262BProsecution of delinquent debtors
(1)
This section applies where a voluntary arrangement approved by a creditors' meeting summoned under section 257 has taken effect.
(2)
If it appears to the nominee or supervisor that the debtor has been guilty of any offence in connection with the arrangement for which he is criminally liable, he shall forthwith—
(a)
report the matter to the Secretary of State, and
(b)
provide the Secretary of State with such information and give the Secretary of State such access to and facilities for inspecting and taking copies of documents (being information or documents in his possession or under his control and relating to the matter in question) as the Secretary of State requires.
(3)
Where a prosecuting authority institutes criminal proceedings following any report under subsection (2), the nominee or, as the case may be, supervisor shall give the authority all assistance in connection with the prosecution which he is reasonably able to give.
For this purpose, “prosecuting authority” means the Director of Public Prosecutions or the Secretary of State.
(4)
The court may, on the application of the prosecuting authority, direct a nominee or supervisor to comply with subsection (3) if he has failed to do so.

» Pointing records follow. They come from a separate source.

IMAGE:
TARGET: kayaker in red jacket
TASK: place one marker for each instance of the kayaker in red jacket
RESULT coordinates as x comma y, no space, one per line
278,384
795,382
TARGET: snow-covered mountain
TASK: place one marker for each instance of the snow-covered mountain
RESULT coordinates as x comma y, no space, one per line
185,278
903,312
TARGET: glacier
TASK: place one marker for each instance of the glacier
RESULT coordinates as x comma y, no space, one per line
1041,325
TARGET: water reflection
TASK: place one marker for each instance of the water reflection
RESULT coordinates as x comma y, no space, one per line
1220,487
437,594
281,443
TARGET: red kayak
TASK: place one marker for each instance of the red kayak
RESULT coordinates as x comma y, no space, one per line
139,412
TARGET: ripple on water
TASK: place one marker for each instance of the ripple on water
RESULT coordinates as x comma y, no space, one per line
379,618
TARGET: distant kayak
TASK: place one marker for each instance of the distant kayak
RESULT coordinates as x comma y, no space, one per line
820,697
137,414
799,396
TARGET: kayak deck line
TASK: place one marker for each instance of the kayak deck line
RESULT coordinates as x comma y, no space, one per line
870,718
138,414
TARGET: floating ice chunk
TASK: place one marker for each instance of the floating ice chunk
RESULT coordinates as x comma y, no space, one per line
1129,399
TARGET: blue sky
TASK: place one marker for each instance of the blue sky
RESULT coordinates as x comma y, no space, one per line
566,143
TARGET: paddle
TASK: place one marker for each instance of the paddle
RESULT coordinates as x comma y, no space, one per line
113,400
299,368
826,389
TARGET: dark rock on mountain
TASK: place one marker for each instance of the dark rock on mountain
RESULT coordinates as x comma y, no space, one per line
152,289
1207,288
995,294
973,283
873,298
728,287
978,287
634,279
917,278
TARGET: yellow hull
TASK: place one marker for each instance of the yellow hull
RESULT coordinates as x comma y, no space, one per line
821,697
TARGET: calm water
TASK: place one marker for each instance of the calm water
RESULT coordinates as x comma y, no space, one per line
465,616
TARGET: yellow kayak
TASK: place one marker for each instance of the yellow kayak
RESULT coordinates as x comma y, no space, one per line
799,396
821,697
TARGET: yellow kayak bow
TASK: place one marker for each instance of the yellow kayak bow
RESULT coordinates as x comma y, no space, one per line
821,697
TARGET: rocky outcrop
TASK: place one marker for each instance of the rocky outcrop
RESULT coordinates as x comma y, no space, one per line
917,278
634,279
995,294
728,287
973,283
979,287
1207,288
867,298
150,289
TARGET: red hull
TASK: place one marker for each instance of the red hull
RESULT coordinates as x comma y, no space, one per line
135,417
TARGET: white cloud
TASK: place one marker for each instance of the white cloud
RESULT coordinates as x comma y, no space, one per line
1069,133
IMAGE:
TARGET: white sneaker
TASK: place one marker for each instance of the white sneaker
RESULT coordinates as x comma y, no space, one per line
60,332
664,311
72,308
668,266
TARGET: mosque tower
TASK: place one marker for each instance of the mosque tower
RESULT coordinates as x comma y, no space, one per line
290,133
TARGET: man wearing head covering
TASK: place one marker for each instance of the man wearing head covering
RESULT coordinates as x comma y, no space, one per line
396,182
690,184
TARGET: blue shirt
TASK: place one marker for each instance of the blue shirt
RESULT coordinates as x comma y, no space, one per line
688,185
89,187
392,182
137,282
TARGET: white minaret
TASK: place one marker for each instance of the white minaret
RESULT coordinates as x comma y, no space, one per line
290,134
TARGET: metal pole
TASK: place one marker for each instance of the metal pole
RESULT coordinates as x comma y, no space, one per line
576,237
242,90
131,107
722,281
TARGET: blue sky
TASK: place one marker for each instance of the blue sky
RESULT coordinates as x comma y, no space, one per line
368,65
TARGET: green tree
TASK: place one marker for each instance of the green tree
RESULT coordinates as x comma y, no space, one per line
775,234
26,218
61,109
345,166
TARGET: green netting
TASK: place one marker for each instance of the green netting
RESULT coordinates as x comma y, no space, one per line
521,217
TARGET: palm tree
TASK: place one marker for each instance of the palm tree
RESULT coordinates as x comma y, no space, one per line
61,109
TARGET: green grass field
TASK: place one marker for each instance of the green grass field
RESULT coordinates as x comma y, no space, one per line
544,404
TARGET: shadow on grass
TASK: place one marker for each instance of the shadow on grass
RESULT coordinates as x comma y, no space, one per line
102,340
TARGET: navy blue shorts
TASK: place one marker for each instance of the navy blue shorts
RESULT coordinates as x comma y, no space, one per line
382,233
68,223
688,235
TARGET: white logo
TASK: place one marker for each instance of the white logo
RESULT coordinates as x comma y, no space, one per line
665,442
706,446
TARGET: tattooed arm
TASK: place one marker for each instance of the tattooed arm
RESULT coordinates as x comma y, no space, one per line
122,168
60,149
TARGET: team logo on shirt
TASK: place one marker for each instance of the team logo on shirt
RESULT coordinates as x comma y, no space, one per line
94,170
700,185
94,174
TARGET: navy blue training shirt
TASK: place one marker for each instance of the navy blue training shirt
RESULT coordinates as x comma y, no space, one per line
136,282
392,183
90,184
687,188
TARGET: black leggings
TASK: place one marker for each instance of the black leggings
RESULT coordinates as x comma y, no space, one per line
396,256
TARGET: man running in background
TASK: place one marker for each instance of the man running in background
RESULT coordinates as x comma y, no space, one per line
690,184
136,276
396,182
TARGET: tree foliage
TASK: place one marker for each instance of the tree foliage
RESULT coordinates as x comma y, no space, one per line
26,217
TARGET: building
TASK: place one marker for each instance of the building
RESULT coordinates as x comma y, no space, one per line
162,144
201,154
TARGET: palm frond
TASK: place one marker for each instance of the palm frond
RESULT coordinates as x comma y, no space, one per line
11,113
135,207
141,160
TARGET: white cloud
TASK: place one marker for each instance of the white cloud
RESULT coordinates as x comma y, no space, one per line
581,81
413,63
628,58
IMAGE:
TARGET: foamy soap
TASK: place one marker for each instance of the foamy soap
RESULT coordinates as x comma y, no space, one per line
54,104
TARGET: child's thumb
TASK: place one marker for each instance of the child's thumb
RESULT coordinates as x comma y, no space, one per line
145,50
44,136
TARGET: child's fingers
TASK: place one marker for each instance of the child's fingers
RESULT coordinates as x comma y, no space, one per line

262CArrangements coming to an end prematurely
For the purposes of this Part, a voluntary arrangement approved by a creditors' meeting summoned under section 257 comes to an end prematurely if, when it ceases to have effect, it has not been fully implemented in respect of all persons bound by the arrangement by virtue of section 260(2)(b)(i).”
13
In section 263 (implementation and supervision of approved voluntary arrangement)—
(a)
in subsection (2), for “256(3)(a)” there is substituted “256(3), 256A(4)”, and
(b)
in subsection (5), for “in relation to the debtor” there is substituted “or authorised to act as supervisor, in relation to the voluntary arrangement”.
14
In section 347 (distress, etc.)—
(a)
in subsection (1), after “(subject to” there is inserted “sections 252(2)(b) and 254(1) above and”,
(b)
in subsection (8), at the beginning there is inserted “Subject to sections 252(2)(b) and 254(1) above.”
15
“(a)
where an interim order has been made under section 252 with respect to his proposal, the date of that order, and
(b)
in any other case, the date on which the voluntary arrangement takes effect.”
16
“262A(1).
False representation or fraud for purpose of obtaining creditors' approval of proposed voluntary arrangement.
1. On indictment.
7 years or a fine, or both.
2. Summary.
6 months or the statutory maximum, or both.”